Key Python Packages for Actuaries

pandas

Data manipulation and analysis. The foundation of almost everything.

numpy

Numerical computing. Underlies pandas and most scientific libraries.

chainladder

Actuarial reserving methods (chain ladder, BF, Cape Cod) natively in Python.

statsmodels

GLMs, statistical tests, and regression with full diagnostic output.

scikit-learn

Machine learning models for pricing and classification.

scipy

Distribution fitting, optimization, statistical functions.

google-cloud-bigquery

Official BigQuery client for Python.

openpyxl

Read and write Excel files with full formatting control.

matplotlib

Static charts and plots for reports and board exhibits.

plotly

Interactive charts for exploration and presentations.

streamlit

Build interactive web dashboards from Python scripts.

The Bottom Line

The modern actuarial tech stack is not about chasing trends or impressing anyone with fancy tools. It is about solving real problems every actuarial team faces: slow data access, manual repetitive work, unreproducible results, and the version control nightmare of shared Excel files.

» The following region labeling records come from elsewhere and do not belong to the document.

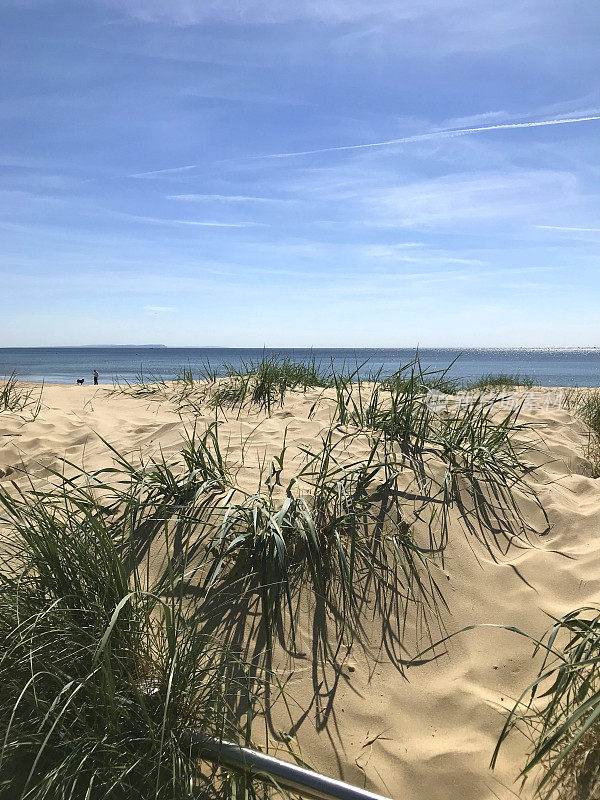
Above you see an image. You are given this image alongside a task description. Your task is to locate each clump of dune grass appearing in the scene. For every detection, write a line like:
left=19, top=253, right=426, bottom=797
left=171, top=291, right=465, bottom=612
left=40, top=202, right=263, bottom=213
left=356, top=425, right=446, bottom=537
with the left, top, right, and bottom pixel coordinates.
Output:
left=334, top=359, right=547, bottom=541
left=0, top=372, right=44, bottom=419
left=492, top=606, right=600, bottom=800
left=462, top=372, right=537, bottom=392
left=565, top=389, right=600, bottom=477
left=113, top=367, right=168, bottom=399
left=209, top=355, right=333, bottom=413
left=203, top=431, right=443, bottom=653
left=0, top=472, right=254, bottom=800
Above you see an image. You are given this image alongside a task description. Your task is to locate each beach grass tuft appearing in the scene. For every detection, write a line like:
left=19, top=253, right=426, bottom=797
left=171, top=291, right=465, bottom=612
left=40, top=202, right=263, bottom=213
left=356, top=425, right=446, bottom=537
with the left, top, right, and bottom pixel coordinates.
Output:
left=492, top=606, right=600, bottom=800
left=0, top=472, right=264, bottom=800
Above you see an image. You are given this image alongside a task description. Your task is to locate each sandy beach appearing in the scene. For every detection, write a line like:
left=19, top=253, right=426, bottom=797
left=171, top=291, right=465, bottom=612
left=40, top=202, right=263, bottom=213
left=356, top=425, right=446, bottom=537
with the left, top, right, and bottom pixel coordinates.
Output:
left=0, top=385, right=600, bottom=800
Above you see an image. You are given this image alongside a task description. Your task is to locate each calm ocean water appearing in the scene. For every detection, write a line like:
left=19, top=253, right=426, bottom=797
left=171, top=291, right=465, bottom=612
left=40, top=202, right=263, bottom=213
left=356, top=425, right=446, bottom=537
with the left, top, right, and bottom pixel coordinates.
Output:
left=0, top=347, right=600, bottom=387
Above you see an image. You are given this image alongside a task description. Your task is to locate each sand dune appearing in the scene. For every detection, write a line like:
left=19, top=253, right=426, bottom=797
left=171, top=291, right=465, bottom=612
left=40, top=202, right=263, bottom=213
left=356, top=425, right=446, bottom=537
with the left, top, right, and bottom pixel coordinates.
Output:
left=0, top=386, right=600, bottom=800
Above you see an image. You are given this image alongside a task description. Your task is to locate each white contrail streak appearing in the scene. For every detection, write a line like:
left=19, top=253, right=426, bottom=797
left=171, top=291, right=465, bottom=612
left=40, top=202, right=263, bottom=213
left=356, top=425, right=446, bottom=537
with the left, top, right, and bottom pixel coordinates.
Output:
left=253, top=114, right=600, bottom=158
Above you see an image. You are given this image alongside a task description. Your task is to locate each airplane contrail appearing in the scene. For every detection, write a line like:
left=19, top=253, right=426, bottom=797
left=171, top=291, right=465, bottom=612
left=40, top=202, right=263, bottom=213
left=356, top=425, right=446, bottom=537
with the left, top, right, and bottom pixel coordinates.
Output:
left=123, top=109, right=600, bottom=178
left=252, top=114, right=600, bottom=158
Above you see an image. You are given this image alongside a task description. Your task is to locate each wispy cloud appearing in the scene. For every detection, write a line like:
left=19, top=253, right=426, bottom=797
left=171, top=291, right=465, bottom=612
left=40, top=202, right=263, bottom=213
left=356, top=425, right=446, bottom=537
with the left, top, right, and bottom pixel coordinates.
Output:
left=167, top=194, right=290, bottom=203
left=535, top=225, right=600, bottom=233
left=111, top=211, right=264, bottom=228
left=124, top=164, right=198, bottom=178
left=126, top=112, right=600, bottom=177
left=252, top=114, right=600, bottom=158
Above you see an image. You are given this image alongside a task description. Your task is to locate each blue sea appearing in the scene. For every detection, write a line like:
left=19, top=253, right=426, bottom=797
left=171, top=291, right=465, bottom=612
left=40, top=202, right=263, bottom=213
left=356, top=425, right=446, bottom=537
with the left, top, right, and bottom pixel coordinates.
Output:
left=0, top=347, right=600, bottom=387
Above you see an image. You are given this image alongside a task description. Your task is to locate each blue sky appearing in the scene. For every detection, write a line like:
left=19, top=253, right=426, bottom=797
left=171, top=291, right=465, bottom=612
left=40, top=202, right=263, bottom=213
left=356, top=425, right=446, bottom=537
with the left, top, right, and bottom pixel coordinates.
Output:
left=0, top=0, right=600, bottom=347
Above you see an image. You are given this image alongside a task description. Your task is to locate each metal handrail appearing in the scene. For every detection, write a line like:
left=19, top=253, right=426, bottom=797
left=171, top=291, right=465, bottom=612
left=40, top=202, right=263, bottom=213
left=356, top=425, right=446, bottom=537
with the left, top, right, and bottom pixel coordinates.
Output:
left=188, top=730, right=389, bottom=800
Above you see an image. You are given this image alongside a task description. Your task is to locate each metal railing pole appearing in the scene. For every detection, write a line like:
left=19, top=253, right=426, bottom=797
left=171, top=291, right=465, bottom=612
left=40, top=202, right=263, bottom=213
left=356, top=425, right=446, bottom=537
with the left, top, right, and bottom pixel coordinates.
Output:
left=188, top=730, right=388, bottom=800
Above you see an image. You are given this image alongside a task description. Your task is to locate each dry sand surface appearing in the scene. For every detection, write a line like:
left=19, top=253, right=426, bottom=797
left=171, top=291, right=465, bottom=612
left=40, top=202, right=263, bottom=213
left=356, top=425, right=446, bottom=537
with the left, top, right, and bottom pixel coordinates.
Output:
left=0, top=386, right=600, bottom=800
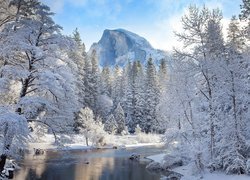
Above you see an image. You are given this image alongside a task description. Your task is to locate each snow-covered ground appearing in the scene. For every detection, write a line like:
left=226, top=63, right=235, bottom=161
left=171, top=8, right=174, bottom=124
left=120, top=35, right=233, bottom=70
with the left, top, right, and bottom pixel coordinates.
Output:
left=147, top=154, right=250, bottom=180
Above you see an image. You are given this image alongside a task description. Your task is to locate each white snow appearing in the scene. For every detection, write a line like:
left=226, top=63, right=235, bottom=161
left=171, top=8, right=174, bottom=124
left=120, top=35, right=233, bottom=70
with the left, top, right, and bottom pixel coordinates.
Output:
left=147, top=154, right=166, bottom=163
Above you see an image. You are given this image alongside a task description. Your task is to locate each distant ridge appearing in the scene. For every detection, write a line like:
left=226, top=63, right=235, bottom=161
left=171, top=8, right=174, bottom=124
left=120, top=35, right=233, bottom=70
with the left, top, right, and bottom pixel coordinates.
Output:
left=88, top=29, right=167, bottom=66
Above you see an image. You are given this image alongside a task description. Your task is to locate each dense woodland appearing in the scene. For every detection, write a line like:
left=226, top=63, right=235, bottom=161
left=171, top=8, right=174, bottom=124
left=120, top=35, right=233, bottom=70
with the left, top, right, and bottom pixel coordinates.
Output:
left=0, top=0, right=250, bottom=174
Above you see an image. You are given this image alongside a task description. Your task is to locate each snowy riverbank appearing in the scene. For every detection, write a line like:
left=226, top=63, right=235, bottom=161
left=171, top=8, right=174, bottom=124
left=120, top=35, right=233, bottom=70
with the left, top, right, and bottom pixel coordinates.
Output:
left=28, top=134, right=163, bottom=153
left=147, top=154, right=250, bottom=180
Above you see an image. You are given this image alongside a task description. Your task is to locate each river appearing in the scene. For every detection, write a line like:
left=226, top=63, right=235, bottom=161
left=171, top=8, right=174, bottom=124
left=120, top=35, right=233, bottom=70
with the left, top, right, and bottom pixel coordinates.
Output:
left=14, top=146, right=165, bottom=180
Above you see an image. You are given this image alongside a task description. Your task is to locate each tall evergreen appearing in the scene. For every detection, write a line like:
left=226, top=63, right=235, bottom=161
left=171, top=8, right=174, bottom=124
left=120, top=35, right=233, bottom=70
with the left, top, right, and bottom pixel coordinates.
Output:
left=143, top=57, right=159, bottom=133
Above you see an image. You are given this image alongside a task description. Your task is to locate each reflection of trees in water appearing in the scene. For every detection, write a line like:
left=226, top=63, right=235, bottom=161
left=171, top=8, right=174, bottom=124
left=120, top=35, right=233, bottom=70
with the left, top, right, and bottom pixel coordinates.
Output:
left=14, top=153, right=47, bottom=180
left=15, top=151, right=160, bottom=180
left=75, top=158, right=114, bottom=180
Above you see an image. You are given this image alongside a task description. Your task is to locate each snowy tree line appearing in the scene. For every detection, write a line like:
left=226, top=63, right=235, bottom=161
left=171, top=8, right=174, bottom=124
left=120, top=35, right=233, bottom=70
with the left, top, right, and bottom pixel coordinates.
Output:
left=0, top=0, right=166, bottom=171
left=158, top=0, right=250, bottom=174
left=79, top=45, right=167, bottom=134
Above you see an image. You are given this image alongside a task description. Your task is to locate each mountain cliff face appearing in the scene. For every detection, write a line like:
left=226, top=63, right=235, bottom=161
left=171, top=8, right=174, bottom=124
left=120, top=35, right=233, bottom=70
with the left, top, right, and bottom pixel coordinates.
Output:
left=88, top=29, right=166, bottom=66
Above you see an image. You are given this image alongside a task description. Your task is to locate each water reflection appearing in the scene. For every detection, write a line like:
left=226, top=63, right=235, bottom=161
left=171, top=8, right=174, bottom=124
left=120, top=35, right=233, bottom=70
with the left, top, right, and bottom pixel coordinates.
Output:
left=15, top=147, right=166, bottom=180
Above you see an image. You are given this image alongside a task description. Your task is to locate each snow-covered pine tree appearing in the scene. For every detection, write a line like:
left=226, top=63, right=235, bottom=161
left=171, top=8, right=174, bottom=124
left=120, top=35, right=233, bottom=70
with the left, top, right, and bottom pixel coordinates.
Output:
left=104, top=114, right=118, bottom=134
left=158, top=59, right=168, bottom=94
left=74, top=107, right=95, bottom=146
left=69, top=28, right=87, bottom=107
left=112, top=65, right=124, bottom=106
left=0, top=0, right=79, bottom=170
left=143, top=57, right=159, bottom=133
left=90, top=50, right=100, bottom=116
left=101, top=66, right=112, bottom=97
left=114, top=103, right=125, bottom=134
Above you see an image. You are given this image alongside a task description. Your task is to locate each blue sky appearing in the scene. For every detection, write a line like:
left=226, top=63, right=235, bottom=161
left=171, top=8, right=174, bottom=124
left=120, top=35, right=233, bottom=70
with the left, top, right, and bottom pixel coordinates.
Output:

You do not need to adopt everything at once. Start with Python and pandas for one process. Add BigQuery when your data outgrows local queries. Add Docker when you need other people to run your code reliably. Each piece delivers value on its own. The actuaries who invest in these skills now will have a meaningful advantage as the industry continues to modernize, not because the tools are new, but because they solve the right problems and free you to spend your time on work that actually requires actuarial judgment.